Role Reversal: Ways to Care for Financially Unstable Parents (part 2)

October 20, 2022 by Erin Moore Leave a Comment

In the previous article in this series, I talk about some preliminary questions to ask yourself before you decide to help your parents financially. 

Stepping into a caretaking role for your once-caretakers can be daunting, demoralizing, and trigger a lot of resentment. I know because I’ve been there, and I’d encourage anyone in the same position to take stock of their own financial and mental health before jumping into any commitments. 

In this article, I’m going to share some tactical ways you can support your parents, based on your own means, risk tolerance, and your parents’ particular situation.

How to help your financially unstable parents without hurting yourself in the process.

Temporary Lifts:

The phrase “financially supporting your parents” gives the impression of a long-term obligation, but this doesn’t have to be the case. 

If your parents are subsisting on a limited budget, unexpected expenses can be a big imposition. This  includes things such as:

  • Car maintenance/repair
  • Dental/medical work
  • Appliance, phone, or computer repair

Your parents might forgo them out of financial necessity, and experience a significant downgrade in the quality of their day-to-day life. 

If you already have a sizable financial cushion of your own, offering to cover one of these incidental expenses can have a profound impact on your parents’ well-being, while still protecting you from any long-term commitments. There may also be instances where the expense isn’t a necessity, but could bring some excitement, levity, and confidence into your parents life. Examples of this might include:

  • Annual membership dues
  • Training/conference costs
  • A massage, weekend getaway, or dinner out
  • A new piece of furniture
  • Clothes

Committed Lifts:

These are longer-term commitments to cover certain expenses on your parents’ behalf. This might look like adding them to your cell-phone plan, paying for their groceries through direct reimbursements or a monthly stipend, or a fixed credit card payment (in the event a previous card of theirs has been closed and they’re enrolled in a payment plan). 

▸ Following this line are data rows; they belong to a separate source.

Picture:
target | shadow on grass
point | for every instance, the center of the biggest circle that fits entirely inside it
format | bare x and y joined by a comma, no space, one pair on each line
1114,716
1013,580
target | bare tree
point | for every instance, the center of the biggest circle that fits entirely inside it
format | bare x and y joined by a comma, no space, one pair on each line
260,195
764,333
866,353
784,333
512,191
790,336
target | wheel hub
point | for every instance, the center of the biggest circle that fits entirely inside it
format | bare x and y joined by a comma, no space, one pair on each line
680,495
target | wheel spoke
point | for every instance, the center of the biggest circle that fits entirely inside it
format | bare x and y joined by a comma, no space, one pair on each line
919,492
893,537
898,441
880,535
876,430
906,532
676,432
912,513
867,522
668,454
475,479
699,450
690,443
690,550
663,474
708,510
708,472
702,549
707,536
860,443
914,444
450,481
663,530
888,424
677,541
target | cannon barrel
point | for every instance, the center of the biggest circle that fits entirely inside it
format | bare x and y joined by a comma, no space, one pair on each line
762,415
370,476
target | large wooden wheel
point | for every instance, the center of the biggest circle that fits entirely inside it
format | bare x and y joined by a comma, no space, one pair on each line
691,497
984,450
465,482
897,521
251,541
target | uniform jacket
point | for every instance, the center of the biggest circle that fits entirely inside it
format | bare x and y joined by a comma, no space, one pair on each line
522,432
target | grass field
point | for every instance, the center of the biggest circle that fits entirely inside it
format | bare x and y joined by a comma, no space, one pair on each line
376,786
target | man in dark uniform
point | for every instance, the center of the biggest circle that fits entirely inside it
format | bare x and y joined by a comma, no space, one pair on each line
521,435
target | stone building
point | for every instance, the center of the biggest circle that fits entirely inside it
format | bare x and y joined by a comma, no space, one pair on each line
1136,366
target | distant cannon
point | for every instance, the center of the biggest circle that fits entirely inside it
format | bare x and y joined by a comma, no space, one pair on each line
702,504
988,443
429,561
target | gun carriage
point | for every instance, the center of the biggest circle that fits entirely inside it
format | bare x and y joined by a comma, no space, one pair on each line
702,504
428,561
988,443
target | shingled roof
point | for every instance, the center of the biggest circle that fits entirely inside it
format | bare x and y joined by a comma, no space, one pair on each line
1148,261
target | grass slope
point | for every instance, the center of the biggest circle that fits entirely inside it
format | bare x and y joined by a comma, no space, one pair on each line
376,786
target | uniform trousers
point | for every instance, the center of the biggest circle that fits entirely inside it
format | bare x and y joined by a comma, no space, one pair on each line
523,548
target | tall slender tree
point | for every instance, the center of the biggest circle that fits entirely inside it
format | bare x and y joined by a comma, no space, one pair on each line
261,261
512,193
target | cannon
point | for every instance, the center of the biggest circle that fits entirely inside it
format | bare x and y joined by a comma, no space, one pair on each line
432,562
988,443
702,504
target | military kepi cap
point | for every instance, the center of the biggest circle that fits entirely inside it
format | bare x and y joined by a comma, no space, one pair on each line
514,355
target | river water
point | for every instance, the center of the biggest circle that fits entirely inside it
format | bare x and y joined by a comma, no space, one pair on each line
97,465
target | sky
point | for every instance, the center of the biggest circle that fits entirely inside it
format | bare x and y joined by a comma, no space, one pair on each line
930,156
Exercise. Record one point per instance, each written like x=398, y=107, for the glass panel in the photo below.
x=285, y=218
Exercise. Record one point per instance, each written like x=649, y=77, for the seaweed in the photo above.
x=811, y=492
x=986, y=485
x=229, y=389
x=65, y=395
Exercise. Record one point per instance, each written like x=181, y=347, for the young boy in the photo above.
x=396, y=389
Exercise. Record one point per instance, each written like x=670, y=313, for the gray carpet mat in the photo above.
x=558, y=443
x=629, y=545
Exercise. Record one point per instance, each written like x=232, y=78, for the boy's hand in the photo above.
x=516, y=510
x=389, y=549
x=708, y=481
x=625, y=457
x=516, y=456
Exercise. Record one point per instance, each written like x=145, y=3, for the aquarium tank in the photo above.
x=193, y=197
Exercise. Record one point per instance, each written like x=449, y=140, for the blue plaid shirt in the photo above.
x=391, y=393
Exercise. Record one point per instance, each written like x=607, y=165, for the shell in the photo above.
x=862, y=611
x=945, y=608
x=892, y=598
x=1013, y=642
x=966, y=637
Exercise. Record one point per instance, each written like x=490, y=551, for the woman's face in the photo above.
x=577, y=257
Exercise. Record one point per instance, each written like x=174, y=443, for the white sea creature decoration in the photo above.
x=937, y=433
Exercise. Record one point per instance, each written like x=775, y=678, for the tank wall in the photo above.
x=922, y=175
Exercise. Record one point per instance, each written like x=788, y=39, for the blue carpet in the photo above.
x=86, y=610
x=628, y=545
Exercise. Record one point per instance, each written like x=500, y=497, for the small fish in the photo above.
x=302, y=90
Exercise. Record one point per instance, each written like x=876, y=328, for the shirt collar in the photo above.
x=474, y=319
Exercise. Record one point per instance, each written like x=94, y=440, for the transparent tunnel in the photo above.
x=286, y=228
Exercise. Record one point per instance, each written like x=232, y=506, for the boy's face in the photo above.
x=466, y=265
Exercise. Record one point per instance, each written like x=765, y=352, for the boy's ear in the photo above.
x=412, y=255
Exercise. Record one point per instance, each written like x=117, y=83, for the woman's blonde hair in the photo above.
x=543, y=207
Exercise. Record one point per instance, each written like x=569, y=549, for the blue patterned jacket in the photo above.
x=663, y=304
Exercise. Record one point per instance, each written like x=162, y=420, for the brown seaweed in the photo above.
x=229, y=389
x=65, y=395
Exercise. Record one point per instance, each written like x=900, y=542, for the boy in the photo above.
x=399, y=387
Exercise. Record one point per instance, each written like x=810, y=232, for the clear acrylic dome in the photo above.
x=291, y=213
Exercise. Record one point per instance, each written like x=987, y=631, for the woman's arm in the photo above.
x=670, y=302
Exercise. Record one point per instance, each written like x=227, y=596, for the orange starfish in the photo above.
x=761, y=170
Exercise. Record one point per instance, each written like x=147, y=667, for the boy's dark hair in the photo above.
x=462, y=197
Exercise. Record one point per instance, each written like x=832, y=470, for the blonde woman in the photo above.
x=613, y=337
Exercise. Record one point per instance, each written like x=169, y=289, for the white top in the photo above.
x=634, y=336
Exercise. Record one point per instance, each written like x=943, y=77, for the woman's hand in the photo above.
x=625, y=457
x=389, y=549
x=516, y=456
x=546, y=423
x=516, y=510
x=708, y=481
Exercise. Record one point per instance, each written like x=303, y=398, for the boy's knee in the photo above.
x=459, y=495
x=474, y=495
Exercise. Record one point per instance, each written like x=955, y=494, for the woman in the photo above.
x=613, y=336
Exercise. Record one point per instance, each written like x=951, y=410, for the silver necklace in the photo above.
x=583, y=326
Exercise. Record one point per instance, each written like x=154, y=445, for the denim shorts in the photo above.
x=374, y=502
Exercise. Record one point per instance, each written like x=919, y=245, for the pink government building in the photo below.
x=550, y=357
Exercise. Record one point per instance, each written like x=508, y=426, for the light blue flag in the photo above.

Keep in mind that these options require mutual trust and clear budget boundaries. Be sure to clearly share what you can afford ahead of time with your parents to mitigate any pricey surprises. 

If your parent lives with you and meets the requirements, you might consider claiming them as a dependent. This can offer you significant tax deductions –which you may choose to put into a savings account for your parents future, or use to offset the costs of supporting them. 

Authorizing and Co-signing

In the United States, your income and credit score is everything. Since you’re reading this article, there’s a high chance that your parents struggle in one or both of these departments – which can limit their options if they need to secure housing, a loan, and favorable interest rates. 

If your credit score and income are strong, there are ways you can let your parents piggyback off of that. 

On the lower-risk end, you might consider adding your parent as an authorized user on one or several of your credit cards. This should be a card that should meet the following criteria:

  • Have a high credit limit (Ideally $20k+)
  • Several years of continuous on-time payments 
  • No more than 25% credit utilization. If your utilization is over 25%, adding your parents as an authorized user can actually damage their credit. 

Once added, your creditor will send you a card to give to your parents. Since the credit card company holds the primary account holder (you) responsible for paying all charges on the account, we recommend you hold onto the card to avoid any surprise expenses. Even if the card is not being used by your parents, they’ll still reap the benefits. 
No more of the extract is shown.